Ben glanced over the accumulated men and women, from a brooding man in an oversized hat to the pair that looked curiously as if they didn’t quite belong. He grimaced. He’d hoped for less of a motley crew, perhaps a group of clerics not unlike himself. Alas, this would have to do.

“Welcome, everybody. Let’s get down to our business. I am Benjamin Adelphar, cleric and veteran. I come to you seeking your aid in a task relating to a being disturbed in my youth who has recently resurfaced. It is not a being to be trifled with in the least. The threat I wish to tell you all of is incredibly real and I ask those who balk in the face of danger make themselves scarce.” Ben began, pausing for a brief moment to allow a good quarter of the crowd to shuffle out the door. “Cowards, all of them,” Ben muttered.

“With that out of the way, I wish to begin in earnest. Being a cleric, I have had my brushes with the darker parts of the cosmos. Beings that are not necessarily within the scope of Althanian fauna. One of these beings is an assistant to a local alchemist, a piece of sentient darkness who exists in a metal automaton. Those sort of beings are harmless, easily contained and usually more curious than threatening. However, the threat I speak of is one named Calathor. He hails from a world beyond ours, perhaps even a different plane of reality.” Ben stopped, taking a breath. The crowd before him was littered with people who were visibly interested and those who still looked as if being stabbed in the face wouldn’t surprise them.

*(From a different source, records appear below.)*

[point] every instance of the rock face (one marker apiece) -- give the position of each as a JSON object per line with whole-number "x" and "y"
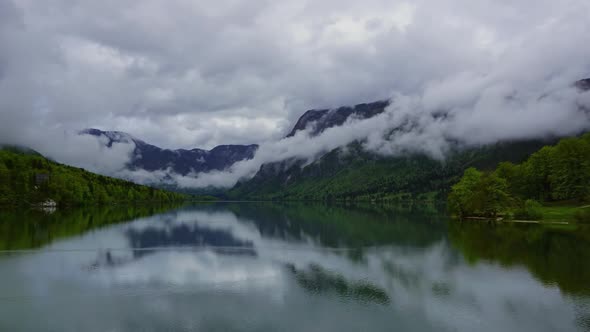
{"x": 152, "y": 158}
{"x": 319, "y": 120}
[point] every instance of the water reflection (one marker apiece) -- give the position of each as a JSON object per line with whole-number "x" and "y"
{"x": 298, "y": 267}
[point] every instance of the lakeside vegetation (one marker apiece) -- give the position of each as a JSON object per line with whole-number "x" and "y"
{"x": 553, "y": 184}
{"x": 553, "y": 254}
{"x": 28, "y": 178}
{"x": 29, "y": 228}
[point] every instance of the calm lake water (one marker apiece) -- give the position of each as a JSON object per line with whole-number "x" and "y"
{"x": 287, "y": 267}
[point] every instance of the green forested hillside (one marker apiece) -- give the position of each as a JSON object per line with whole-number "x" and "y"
{"x": 27, "y": 178}
{"x": 353, "y": 174}
{"x": 554, "y": 173}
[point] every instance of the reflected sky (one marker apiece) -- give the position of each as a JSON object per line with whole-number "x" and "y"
{"x": 224, "y": 268}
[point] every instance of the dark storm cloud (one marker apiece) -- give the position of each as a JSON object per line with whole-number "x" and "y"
{"x": 185, "y": 73}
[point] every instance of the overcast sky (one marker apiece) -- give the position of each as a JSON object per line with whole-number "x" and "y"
{"x": 181, "y": 73}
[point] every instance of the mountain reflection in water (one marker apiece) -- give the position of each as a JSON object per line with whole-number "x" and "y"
{"x": 294, "y": 267}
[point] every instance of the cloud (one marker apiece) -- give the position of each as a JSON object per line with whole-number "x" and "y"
{"x": 184, "y": 74}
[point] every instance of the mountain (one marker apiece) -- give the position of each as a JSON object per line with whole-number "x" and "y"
{"x": 319, "y": 120}
{"x": 28, "y": 178}
{"x": 352, "y": 173}
{"x": 152, "y": 158}
{"x": 349, "y": 173}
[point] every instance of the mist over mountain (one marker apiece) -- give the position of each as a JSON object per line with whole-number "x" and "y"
{"x": 324, "y": 142}
{"x": 150, "y": 158}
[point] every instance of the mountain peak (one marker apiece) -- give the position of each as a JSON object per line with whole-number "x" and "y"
{"x": 319, "y": 120}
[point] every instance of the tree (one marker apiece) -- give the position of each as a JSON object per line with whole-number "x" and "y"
{"x": 461, "y": 198}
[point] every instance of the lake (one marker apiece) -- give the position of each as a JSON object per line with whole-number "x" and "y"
{"x": 288, "y": 267}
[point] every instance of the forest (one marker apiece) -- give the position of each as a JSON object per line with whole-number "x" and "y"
{"x": 28, "y": 178}
{"x": 554, "y": 175}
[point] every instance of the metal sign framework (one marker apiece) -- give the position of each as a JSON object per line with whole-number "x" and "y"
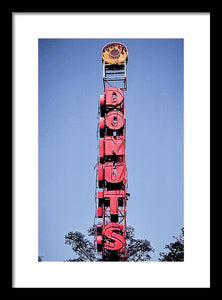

“Calathor was called into our little world by a mage. Not some mage trying to take over the world mind you, but an apprentice who thought it might be fun to watch his master banish a greater threat. Suffice to say, he didn’t enjoy being disturbed. We had to scrub apprentice and master alike from the floorboards. After that, Calathor vanished. Typical for a being of this sort. But he has recently reared his ugly, incomprehensibly shaped head and that has caused some concern in my clerical circles. They have tasked me with permanently banishing him from these lands.” Ben continued, watching as some people quietly stood up and left. Another rather audibly retched from the thought of blood.

The elderly cleric stood up from his stool in the middle of the circle of chairs. “I seek four or five of you willing folk to aid me in this journey. There’s no direct physical harm that will be involved, however, no such promises can be made for your sanity.”

Knees cracking, he made his way around the circle, pointedly looking into the eyes of each potential candidate. His deep brown orbs drilled their faces into his memory. Should this fail. This blood will be on my hands.

“So I ask,” Ben began “Who’s willing?”